Dans le film, tu incarnes un Franco-Sénégalais, alors que tu es belgo-guinéen. Tu as déjà été tiraillé par la question de la binationalité ?
C’est une notion qui m’est chère, donc j’étais très fier de faire ce film pour parler de ce thème. On ne peut pas me demander de choisir entre mon père, guinéo-sénégalais, et ma mère, belge. Je me suis reconnu dans le personnage d’Ousmane en tant que boxeur binational. Mais comme lui, je ne me suis jamais senti seulement belge ou seulement guinéen. Pour un métis, je pense que c’est encore plus compliqué parce qu’en Belgique, on me considère comme un Africain, alors qu’en Guinée, on me dit que je suis blanc.

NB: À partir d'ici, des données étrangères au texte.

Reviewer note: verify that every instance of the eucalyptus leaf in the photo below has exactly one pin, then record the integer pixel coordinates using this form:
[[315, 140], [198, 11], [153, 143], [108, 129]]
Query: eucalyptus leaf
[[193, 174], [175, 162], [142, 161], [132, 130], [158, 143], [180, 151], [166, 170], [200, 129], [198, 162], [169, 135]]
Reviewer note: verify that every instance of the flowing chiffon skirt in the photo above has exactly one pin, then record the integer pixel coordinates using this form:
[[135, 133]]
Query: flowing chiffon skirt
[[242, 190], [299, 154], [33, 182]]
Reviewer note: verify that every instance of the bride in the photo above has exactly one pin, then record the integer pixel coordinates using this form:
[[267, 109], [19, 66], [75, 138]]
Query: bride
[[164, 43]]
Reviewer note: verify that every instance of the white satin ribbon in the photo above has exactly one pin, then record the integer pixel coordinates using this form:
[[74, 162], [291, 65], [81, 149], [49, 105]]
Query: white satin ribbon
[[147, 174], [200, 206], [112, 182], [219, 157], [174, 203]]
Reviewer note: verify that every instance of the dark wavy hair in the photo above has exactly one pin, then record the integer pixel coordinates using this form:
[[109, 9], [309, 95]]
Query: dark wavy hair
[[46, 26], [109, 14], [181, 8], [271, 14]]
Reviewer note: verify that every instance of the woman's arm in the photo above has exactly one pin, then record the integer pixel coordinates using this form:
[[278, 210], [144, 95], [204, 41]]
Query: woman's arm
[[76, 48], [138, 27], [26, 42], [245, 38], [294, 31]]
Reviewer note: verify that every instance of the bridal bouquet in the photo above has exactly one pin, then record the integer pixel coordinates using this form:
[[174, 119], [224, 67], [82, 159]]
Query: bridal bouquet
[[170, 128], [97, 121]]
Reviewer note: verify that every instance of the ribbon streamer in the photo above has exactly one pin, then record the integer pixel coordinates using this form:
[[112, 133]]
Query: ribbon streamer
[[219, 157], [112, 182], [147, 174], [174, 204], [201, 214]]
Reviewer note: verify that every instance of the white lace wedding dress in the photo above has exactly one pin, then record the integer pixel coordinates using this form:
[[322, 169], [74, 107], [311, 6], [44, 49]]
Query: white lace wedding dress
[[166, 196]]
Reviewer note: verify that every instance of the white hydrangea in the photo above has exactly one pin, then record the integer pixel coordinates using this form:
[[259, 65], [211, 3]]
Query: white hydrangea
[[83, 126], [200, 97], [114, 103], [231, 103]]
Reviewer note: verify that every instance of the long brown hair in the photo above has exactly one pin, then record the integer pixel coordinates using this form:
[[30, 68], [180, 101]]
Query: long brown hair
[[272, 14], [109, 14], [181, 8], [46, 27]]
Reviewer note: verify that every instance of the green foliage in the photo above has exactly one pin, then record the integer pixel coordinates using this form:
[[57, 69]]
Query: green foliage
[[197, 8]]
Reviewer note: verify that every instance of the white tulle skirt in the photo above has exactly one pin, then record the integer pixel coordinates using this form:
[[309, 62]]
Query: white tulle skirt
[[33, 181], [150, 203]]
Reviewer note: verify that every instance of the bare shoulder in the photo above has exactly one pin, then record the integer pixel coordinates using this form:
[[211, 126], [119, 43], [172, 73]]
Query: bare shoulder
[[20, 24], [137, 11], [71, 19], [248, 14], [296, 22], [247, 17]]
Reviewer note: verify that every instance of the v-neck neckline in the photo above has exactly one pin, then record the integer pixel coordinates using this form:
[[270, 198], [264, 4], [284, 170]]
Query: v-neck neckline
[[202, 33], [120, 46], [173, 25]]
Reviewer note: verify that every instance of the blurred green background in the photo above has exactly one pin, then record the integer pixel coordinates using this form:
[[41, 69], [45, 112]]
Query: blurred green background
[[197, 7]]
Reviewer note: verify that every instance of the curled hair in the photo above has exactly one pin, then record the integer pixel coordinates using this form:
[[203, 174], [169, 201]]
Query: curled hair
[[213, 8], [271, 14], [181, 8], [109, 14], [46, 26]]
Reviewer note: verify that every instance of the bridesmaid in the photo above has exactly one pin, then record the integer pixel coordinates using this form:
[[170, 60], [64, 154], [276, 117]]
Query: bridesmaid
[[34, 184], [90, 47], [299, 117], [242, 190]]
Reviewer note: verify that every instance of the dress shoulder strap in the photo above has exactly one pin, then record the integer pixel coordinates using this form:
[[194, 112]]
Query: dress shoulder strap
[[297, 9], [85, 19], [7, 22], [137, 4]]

Ça se caractérise comment dans la boxe ?
Ce n’est pas comme au foot, j’ai le droit d’avoir mes deux drapeaux. Je n’ai pas de choix à faire et heureusement. En amateur, je n’étais quasiment qu’en Belgique, c’est là que je suis né et que j’ai appris la boxe. Quand je suis passé professionnel, j’ai pu avoir le drapeau de la Guinée et représenter mes racines africaines. Les vraies questions d’identité sont venues durant l’adolescence, je me demandais pourquoi on m’avait dit que j’étais trop foncé pour un Belge. Ensuite, comme dans le film, il y a eu des coups de pression de certains pour que je boxe uniquement pour un pays. Les potes du quartier te disent : « En Belgique, tu resteras un noir qui s’appelle Ibrahima, rien d’autre. » Et de l’autre côté, un agent va vouloir que tu restes en Europe pour être plus bankable.
Dans Numéro 10, ton personnage dit aimer le Sénégal sans jamais y être allé et sans connaître un mot. C’est habituel pour les sportifs binationaux ?
J’ai grandi à Ixelles (un quartier de Bruxelles), mais j’ai beaucoup voyagé en Guinée et au Sénégal. Je considère que j’ai vraiment les deux cultures. Pendant les vacances d’été, je partais deux mois en Guinée, et là, on me considérait vraiment comme le « petit blanc ». D’autres sportifs choisissent un pays africain parce qu’ils n’ont pas le niveau pour jouer dans leur sélection européenne et je trouve dommage de sacrifier une identité pour des résultats.
Ousmane a le poster de Sadio Mané époque Southampton dans sa chambre. Qui était affiché sur ton mur de gamin, toi ?
Ahhh, c’était Thierry Henry à Arsenal en 2006, maillot bordeaux manches longues, sponsor O2, numéro 14. Tu connais, c’était trop fort. (Rires.)
Ce jeune joueur fictionnel commence à Metz, puis réalise ses premiers exploits à l’AC Milan. C’est ça, ta carrière de rêve ?
Non, moi, je voulais absolument devenir le numéro 10 d’Arsenal, j’aime trop ce club, Henry, Gilberto Silva, Ashley Cole. Je suis de nouveau content ces dernières années d’ailleurs. Ma carrière de rêve commence à Molenbeek, derrière je pars à l’AS Monaco. Tu sens la filiation ? Ensuite, Arsenal évidemment, et je termine au Real. Pas mal, non ?
→ Le film Numéro 10 est disponible à partir du 26 janvier sur Prime Video.